Mr Falorni welcomed it as a warm and flattering personal message. Ms Royal declined to comment but spoke generally of having to endure "contempt and personal attacks" during the campaign.

It may be that the episode says more about Mr Hollande's private life than his presidency. It is said Ms Trierweiler dislikes the president's former long-term partner but the confusion of personal feelings and politics is potentially damaging.

The French political establishment was already agonising over "dangerous liaisons" between top politicians and partners who happen to be well-known journalists.

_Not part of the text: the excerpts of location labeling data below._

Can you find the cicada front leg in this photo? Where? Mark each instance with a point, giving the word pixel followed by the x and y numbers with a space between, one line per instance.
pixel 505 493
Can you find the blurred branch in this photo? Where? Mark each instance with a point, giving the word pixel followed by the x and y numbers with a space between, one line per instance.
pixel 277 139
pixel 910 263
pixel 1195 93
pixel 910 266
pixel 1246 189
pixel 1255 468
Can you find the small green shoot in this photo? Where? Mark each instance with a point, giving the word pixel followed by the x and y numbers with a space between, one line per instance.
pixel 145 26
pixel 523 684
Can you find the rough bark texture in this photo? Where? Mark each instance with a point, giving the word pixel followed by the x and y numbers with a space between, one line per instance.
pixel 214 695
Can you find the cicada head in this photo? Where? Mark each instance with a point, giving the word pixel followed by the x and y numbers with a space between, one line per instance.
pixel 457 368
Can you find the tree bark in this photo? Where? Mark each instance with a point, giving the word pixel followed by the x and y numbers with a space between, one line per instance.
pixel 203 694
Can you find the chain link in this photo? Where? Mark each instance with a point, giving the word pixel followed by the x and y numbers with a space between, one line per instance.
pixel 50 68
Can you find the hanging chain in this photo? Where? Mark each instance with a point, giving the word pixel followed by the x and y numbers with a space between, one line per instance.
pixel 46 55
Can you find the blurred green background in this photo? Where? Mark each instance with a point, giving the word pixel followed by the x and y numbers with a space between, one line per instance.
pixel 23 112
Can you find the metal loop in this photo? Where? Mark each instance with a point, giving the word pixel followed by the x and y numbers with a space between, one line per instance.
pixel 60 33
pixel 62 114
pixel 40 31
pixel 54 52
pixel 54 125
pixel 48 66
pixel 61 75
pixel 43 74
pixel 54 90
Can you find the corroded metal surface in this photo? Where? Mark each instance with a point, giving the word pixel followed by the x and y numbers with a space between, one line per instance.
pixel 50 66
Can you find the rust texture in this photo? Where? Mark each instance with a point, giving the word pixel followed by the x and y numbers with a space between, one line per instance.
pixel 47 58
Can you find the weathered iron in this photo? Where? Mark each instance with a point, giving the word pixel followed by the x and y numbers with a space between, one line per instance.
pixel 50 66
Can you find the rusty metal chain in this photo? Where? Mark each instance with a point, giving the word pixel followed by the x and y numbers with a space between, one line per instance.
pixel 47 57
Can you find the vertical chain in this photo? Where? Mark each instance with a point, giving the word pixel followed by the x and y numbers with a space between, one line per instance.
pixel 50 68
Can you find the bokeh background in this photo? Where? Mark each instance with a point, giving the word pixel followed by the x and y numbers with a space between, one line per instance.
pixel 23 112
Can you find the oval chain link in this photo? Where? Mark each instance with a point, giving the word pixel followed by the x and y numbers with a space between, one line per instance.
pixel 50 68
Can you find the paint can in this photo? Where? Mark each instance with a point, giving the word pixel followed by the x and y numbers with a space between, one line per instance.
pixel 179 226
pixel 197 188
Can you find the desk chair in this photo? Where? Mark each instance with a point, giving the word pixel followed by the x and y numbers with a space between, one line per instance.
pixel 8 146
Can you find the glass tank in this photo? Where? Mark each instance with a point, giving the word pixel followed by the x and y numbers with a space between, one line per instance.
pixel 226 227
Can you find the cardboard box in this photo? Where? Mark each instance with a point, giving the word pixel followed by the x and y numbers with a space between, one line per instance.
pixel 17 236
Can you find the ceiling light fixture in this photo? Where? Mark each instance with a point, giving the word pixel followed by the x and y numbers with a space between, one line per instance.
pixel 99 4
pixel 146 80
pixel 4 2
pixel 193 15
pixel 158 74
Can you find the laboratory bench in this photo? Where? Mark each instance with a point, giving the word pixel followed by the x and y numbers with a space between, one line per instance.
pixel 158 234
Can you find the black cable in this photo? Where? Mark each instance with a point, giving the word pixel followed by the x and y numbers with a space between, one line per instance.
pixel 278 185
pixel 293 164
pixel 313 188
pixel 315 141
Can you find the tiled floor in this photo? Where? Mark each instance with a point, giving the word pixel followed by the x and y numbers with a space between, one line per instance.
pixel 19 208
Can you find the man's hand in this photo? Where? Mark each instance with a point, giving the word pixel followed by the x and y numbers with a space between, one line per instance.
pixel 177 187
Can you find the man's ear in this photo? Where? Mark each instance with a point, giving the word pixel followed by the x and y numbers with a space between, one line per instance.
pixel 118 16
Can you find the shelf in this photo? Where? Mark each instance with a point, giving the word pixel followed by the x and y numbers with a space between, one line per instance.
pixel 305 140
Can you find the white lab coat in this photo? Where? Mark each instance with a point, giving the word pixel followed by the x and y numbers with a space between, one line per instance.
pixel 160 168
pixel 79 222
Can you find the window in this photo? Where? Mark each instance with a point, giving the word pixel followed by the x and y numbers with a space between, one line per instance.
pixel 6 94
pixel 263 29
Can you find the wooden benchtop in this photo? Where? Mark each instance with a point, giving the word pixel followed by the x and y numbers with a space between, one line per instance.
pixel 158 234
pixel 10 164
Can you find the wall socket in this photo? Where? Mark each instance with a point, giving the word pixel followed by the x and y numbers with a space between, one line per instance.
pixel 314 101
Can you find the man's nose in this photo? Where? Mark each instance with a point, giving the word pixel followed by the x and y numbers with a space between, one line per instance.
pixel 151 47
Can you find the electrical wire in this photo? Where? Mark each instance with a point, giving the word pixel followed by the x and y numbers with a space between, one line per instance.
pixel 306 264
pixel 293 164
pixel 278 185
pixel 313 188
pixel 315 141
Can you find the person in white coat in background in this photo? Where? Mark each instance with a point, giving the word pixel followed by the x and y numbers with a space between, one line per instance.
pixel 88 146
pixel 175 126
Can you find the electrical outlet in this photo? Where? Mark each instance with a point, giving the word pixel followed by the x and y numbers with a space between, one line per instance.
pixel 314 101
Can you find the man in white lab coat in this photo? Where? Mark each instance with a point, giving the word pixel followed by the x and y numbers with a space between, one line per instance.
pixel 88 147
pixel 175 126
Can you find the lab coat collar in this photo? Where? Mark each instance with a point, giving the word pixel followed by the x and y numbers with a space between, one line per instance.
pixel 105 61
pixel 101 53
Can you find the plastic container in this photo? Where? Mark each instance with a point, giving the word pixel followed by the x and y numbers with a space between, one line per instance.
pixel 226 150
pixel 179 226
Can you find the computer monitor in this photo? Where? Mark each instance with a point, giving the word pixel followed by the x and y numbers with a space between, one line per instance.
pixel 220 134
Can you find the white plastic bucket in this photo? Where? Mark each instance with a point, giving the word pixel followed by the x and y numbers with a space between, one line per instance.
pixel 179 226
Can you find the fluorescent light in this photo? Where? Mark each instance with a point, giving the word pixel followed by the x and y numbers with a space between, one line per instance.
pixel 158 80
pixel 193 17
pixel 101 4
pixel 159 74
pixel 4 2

Ms Trierweiler was a political writer for the weekly magazine Paris-Match, which thrives on disclosure. She was adamant about her right to return to work after Mr Hollande's victory on May 6, her only concession being a switch from political to cultural affairs.

Given her experience, it seems inconceivable that she did not realise her tweet would unleash political controversy or, indeed, that it would prove deeply uncomfortable for the president. His prime minister, Jean-Marc Ayrault, felt obliged to move swiftly to reaffirm the president's support for Ms Royal.

One of the president's political confidants, François Rebsame, mayor of the Burgundy city of Dijon, told France-Info radio Ms Trierweiler had exceeded her proper role: "It was a personal message reflecting personal considerations … [but] she must learn the need for restraint.

"We now have a president committed to keeping private and public lives separate; they became too confused under Nicolas Sarkozy."

The message was repeated later by the prime minister, aware the tweet was seen as an equivalent of Mr Sarkozy's then wife, Cecilia, failing to vote for her husband in the presidential run-off in 2007, when their marriage was in trouble.

Mr Sarkozy's current wife, Carla Bruni-Sarkozy, recorded an album and acted in a Woody Allen film, Midnight in Paris, during her husband's presidency but generally conducted herself, in public pronouncements, with discretion. The debate over the partners of senior political figures extends beyond the Elysée.

One radio station, France Inter, cancelled a current affairs programme fronted by Audrey Pulvar, the partner of Arnaud Montebourg, who as minister for industrial recovery is among the key members of the Hollande cabinet. However, she will continue to appear on other radio and television programmes.

Partners of the labour and education ministers, Michael Sapin and Vincent Peillon, are journalists too.

The French journalists' trade union has called on members to avoid suspicion of conflicts of interest by distancing themselves from professional duties that may involve their personal relationships.

But it is hardly a new phenomenon. Mr Sarkozy had a relationship with a political journalist and the most famous political/media coupling is Dominique Strauss-Kahn and Anne Sinclair. Ms Sinclair stopped hosting a political programme when he became finance minister in 1997 and returned to journalism only after the New York sex scandal forced her husband out of this year's presidential contest.

Most commentators and voters responding to broadcast discussions have spoken with disapproval of Ms Trierweiler's actions.

She retains her admirers, however, from the radio phone-in caller who said she was entitled in a modern age to express her views to those who credit her with rescuing Mr Hollande, 57, from an unhappy relationship and transforming him into the leaner, sharper politician who and won against Mr Sarkozy.

Mr Hollande's officials, initially stunned when learning of the tweet, were arguing yesterday that it was not meant as an attack on Ms Royal.

Ms Trierweiler told one journalist she was unrepentant and that onslaught was unfair because Mr Falorni was among Mr Hollande's most solid supporters.